# Columbia MFA Screenwriting video submission?



## CampbellSoup (Dec 10, 2020)

Hi! I have my Columbia application almost entirely finished, but I keep going back to the optional video upload. I have short films I have made, but I'm wondering if I need to add them if I'm only applying to screenwriting?


----------



## Cody Young (Dec 10, 2020)

CampbellSoup said:


> Hi! I have my Columbia application almost entirely finished, but I keep going back to the optional video upload. I have short films I have made, but I'm wondering if I need to add them if I'm only applying to screenwriting?

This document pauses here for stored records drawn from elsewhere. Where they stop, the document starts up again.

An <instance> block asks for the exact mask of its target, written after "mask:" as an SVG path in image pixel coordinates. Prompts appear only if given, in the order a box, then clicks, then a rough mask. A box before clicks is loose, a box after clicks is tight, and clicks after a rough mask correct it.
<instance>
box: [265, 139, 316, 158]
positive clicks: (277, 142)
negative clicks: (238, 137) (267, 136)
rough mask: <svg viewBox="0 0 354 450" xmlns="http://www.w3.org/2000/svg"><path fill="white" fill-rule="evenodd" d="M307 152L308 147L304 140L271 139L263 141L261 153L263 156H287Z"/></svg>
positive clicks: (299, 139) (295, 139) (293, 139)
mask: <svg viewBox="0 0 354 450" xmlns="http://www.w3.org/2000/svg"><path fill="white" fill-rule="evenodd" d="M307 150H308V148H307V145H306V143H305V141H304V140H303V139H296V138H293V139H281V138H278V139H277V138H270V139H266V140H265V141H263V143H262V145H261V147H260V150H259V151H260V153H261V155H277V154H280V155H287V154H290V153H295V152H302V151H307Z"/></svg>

Hi, I'm in a similar boat. I wasn't sure as to whether or not I should submit a video exercise (producing here), but I believe I will submit a short film I wrote and produced. My thought process is that it is just another way to display my creativity to the panel. I'm not sure how professional your material is, professional being entirely subjective of course, but I would say that if your films display the type of writer you are and reveal more about your background, then you should definitely considering submitting them. I think it only adds and unless they are absolutely godawful, I don't believe they will detract from your application at all. Hope this helps.


----------



## lucychoi97 (Dec 11, 2020)

I submitted my application a couple of days ago and FYI I didn't submit my videos since they are not that professional enough. If you want to include yours, then I would say, go for it!


----------